Bun’s 750K-Line AI Rewrite: Can Anthropic Pull It Off?

Split-screen visualization of Bun's migration from Zig to Rust, showing the controversial AI-driven language transition

Bun's 750K-line AI-generated migration from Zig to Rust

Anthropic just released a 750,000-line AI-generated port of Bun—the JavaScript runtime powering its $1 billion Claude Code tool—from Zig to Rust. Autonomous AI agents rewrote the entire codebase this week following 300 porting rules. The Hacker News community exploded with 476 points and 451 comments. But here’s the kicker: Bun creator Jarred Sumner admits “there’s a very high chance all this code gets thrown out completely.” That’s not confidence in AI—that’s an experiment. Moreover, every developer should be watching to see whether it crashes or flies.

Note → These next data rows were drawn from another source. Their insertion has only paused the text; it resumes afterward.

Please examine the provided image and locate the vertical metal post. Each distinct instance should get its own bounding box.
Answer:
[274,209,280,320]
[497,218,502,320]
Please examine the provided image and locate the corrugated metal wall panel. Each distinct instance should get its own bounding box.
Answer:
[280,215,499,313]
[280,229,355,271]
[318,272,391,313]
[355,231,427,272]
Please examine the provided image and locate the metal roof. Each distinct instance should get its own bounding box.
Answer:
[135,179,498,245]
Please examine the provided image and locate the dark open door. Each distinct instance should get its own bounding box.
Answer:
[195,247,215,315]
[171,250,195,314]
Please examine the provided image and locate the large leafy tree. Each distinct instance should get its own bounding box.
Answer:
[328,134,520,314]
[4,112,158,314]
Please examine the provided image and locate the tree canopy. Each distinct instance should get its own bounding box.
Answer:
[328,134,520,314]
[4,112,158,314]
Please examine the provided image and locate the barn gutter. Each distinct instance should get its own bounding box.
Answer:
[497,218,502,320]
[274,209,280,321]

This is the first real test of whether AI can handle large-scale rewrites of production infrastructure. Consequently, it’s not a toy project. Bun powers Claude Code, which hit $1 billion in run-rate revenue just six months after launch. The outcome will set a precedent for how the industry uses AI-driven development. Furthermore, if even Anthropic—an AI company with massive resources—isn’t confident enough to commit to shipping AI-generated infrastructure code, what does that tell us about AI’s readiness?

Three Reasons Anthropic Had to Try This

Bun didn’t migrate from Zig to Rust because Rust is objectively “better.” Rather, Anthropic faced three existential problems that made staying with Zig unsustainable.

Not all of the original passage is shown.